Patients with relapsed/refractory LBCL who a maximum of 1 year removed from their first-line therapy were eligible for the trial. Eligible patients also needed to intend to proceed to HDT-ASCT. Optional steroid-bridging therapy was permitted.
The primary end point of the trial was EFS by blinded central review. The key secondary end points were objective response rate and overall survival. Additional secondary end points included progression-free survival, safety, and PROs.

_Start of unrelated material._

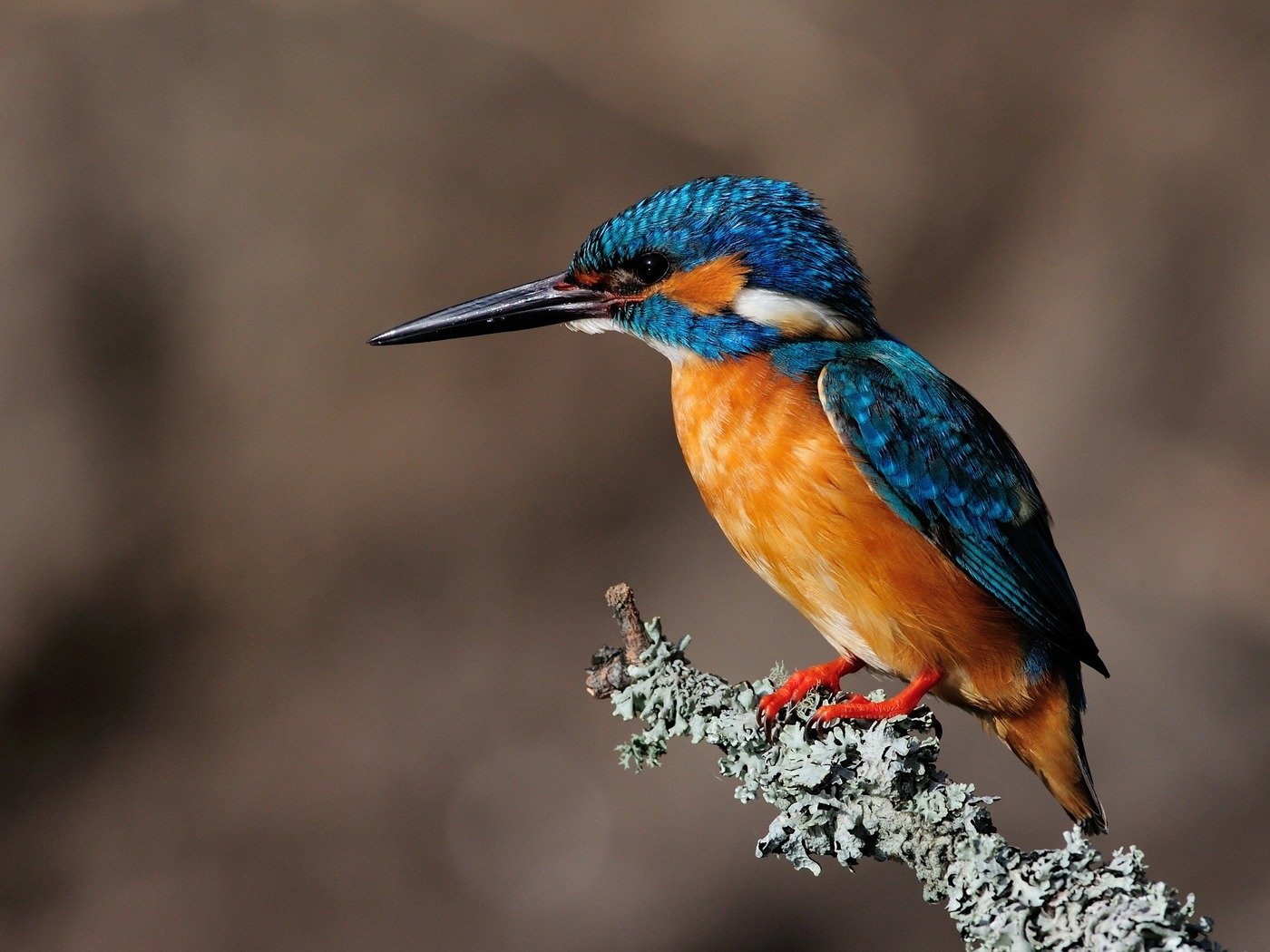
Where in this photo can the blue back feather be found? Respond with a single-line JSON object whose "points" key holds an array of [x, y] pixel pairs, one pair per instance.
{"points": [[945, 466]]}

Baseline patient demographics for patients included in the QoL analysis set were comparable. Among the 165-patient axi-cel group, 28% were at least 65 years old vs 32% in the SOC group (n = 131). Most patients in both arms were primary refractory (72% vs 68%, respectively) and were negative for double/triple hit status per investigator (62% vs 58%, respectively). Investigators noted a second-line age-adjusted International Prognostic Index score of 2 or 3 in 42% of the axi-cel arm and 43% of the SOC arm.
“Score comparisons at later timepoints warrant cautious interpretation because attrition due to disease progression, new lymphoma therapy, or death was disproportionately higher on the SOC arm and may select patients with the best outcomes,” Elsawy said. “[Nonetheless] the superior clinical outcomes and patient experience with axi-cel over SOC should help inform treatment choices in second-line relapsed/refractory LBCL.”
1. Elsawy M, Chavez JC, Avivi I, et al. Patient-reported outcomes in a phase 3, randomized, open-label study evaluating the efficacy of axicabtagene ciloleucel (axi-cel) versus standard of care therapy in patients with relapsed/refractory large b-cell lymphoma (ZUMA-7). Paper presented at: 2021 ASH Annual Meeting and Exposition; December 11-14, 2021; Atlanta, GA. Abstract 430.